The process is simply that moderation is super repetitive, so eventually certain pathways get engraved in one's memory. A lot of the time, though, I can't quite remember one of these patterns and I'm unable to dig up my past comments about it. That's annoying, in that particular way when your brain can feel something's there but is unable to retrieve it.

Terretta 1 day ago||
Well, you're #24 in this article's hall of fame, and the LLM thinks your moderation views stood the test of time. Perhaps it can already retrieve them for you.
dang 1 day ago||
There are so many interesting points and patterns that I've just lost track of over the years.
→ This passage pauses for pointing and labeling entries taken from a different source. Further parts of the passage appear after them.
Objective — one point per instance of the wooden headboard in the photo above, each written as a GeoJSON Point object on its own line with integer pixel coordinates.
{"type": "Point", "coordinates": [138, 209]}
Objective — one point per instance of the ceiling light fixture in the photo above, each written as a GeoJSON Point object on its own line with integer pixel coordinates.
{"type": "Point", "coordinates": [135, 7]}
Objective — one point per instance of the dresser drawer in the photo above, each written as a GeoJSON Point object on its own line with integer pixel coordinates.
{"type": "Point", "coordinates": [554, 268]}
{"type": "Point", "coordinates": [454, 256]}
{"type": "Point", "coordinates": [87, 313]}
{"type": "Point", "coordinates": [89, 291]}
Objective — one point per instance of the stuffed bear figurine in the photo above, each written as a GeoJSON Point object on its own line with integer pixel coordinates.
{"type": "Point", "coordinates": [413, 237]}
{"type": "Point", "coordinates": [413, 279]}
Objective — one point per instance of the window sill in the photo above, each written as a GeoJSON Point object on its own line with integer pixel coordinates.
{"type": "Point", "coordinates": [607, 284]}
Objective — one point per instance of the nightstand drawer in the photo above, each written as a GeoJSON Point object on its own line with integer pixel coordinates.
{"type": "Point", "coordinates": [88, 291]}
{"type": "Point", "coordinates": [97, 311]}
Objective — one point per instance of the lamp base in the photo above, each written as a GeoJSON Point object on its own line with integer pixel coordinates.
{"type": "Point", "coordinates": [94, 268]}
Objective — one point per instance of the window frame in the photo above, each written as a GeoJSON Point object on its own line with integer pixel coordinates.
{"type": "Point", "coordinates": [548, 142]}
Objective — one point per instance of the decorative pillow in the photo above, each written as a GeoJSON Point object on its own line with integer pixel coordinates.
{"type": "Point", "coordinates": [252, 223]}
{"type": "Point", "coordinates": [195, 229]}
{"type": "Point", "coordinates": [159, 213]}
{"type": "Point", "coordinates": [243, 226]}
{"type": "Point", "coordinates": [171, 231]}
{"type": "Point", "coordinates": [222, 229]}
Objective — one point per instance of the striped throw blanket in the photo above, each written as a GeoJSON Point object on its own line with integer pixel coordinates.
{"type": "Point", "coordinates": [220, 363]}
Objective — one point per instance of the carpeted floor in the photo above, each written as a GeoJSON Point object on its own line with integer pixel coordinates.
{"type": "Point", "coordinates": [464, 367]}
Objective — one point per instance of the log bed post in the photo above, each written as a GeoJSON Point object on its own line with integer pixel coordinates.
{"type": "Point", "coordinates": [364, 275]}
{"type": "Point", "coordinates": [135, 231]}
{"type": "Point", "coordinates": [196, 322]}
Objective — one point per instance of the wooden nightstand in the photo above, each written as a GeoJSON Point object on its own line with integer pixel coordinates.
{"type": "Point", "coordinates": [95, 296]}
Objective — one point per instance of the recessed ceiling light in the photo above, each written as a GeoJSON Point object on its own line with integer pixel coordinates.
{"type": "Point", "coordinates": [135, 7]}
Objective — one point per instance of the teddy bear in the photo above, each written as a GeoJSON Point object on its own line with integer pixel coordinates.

https://hn.algolia.com/?dateRange=all&page=0&prefix=true&que...

DonHopkins 1 day ago|||
Dang, posting links to searches for your own comments is so meta, no matter the topic, but even more meta when about meta crack. I love how the first hit of meta crack is this, your own message about meta crack.
dang 1 day ago||
I'm higher than my supplier!
yellow_lead 2 days ago|||
It's weird that HN viewers are interested in HN
CamperBob2 2 days ago|||
As moultano suggests, this is likely because most other websites make it completely impossible to navel-gaze. We can't possibly give the HN admins too much praise and credit for their commitment to open and stable availability of legacy data.